A 20-hour stint in the garage pieced the GT-R back together before the event's start, and it was a commendable achievement just making it to the end of a 24-hour race where 175 entrants across multiple classes battle it out across the 16.1 mile circuit. (Ss to whether we'll ever see such vast numbers of cars in multi-class racing in a Gran Turismo game, Yamauchi says, "It's one of our milestones, and it's on our list of things to do.") The race itself was just part of a gruelling tour Yamauchi is taking himself, spending a month away from Polyphony's offices as he prepared for Nürburgring, visited Goodwood and stopped off by motorsport's governing body the FIA to make a landmark announcement.
A partnership between Polyphony and the FIA commenced with a handful of Gran Turismo 6's real-life tracks receiving official approval, and with the introduction of an official FIA Online Championship next year it's set to go further still. Details, as is so often the case with Yamauchi, are hazy - "I'm not sure how we'll do it right now," he says, "I think on Gran Turismo 6 it'll be something like a pre-season series, and it's more realistic to say we'll have the complete series in Gran Turismo 7" - but it's a partnership being taken seriously by both sides, with the winner each season to be recognised at the FIA's glitzy annual prize-giving ceremony.
The partnership puts Gran Turismo in a position where licences such as the World Endurance Championship should be more readily available - "It'll be easier," says Yamauchi - though the possibilities don't end there. "One of the important things for us, it's beyond our expectation how much people in the FIA like Jean Todt don't differentiate between the virtual and the real. They're treating it on the same level."
Ask whether, with the partnership in place, Polyphony can make Gran Turismo to the world of cars and motorsport what FIFA is to football, and Yamauchi immediately wants to go bigger. "That's a good question," he says. "Football has a lot of fans. The population of motorsport fans is much, much smaller than that of football fans. And it's declining over the years. We have a sense of urgency regarding the fact that it's declining - both myself and Jean Todt."

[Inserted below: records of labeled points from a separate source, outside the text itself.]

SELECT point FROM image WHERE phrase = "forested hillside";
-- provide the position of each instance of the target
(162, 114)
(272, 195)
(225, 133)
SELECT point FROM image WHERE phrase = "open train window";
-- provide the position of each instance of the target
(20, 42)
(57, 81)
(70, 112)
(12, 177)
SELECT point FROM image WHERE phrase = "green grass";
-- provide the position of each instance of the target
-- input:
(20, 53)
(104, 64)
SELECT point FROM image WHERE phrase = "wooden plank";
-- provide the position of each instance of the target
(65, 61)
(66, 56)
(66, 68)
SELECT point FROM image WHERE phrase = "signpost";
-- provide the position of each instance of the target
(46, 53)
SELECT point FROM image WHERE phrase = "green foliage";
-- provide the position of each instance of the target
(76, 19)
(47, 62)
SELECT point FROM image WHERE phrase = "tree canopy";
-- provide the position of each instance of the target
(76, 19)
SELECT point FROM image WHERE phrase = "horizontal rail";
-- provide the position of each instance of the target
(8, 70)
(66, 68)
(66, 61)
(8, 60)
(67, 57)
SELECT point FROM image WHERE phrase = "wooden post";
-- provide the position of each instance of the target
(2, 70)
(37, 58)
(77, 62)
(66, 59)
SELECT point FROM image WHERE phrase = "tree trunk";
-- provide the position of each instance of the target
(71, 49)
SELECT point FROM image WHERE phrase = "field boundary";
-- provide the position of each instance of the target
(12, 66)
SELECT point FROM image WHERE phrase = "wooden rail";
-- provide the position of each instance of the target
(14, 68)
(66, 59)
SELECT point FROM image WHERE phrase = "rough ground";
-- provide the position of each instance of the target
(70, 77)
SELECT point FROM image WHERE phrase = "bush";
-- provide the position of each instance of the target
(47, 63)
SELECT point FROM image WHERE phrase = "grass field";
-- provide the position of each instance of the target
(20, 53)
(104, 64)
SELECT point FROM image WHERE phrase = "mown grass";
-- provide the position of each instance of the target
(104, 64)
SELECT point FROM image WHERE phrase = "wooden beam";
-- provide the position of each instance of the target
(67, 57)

The point is pertinent, especially at a time when, in the face of declining viewing figures, Formula 1 seems to be imploding, introducing double points and standing restarts, while the FIA's own Formula E is making its own curious attempts to engage a broader audience. In the midst of the sport's attempts to revive itself, the partnership with Gran Turismo and introduction of an official online championship are some of the more sensible ideas.
"This collaboration is really something that's necessary for the industry," says Yamauchi. "Without it, our car culture is really going to become much, much smaller than it is now. Of course, if we could reach the level of FIFA that'd be wonderful. But before we can see that dreamlike state, we need to be realistic and really work at what we have."
Yamauchi being Yamauchi, it doesn't stop there. "The FIA's a huge challenge, obviously," he says. "Below the FIA there are over 100 automobile clubs all over the world, and it's more than just car manufacturers. So we'll be communicating with all of them, to think about what's necessary for the next 100 years of motorsport."
And does he see Gran Turismo as playing a part in motorsport's reinvention over the next century? Kazunori Yamauchi smiles and nods in affirmation, before he returns to the Festival of Speed and the other countless dreams being played out across the grounds of Goodwood.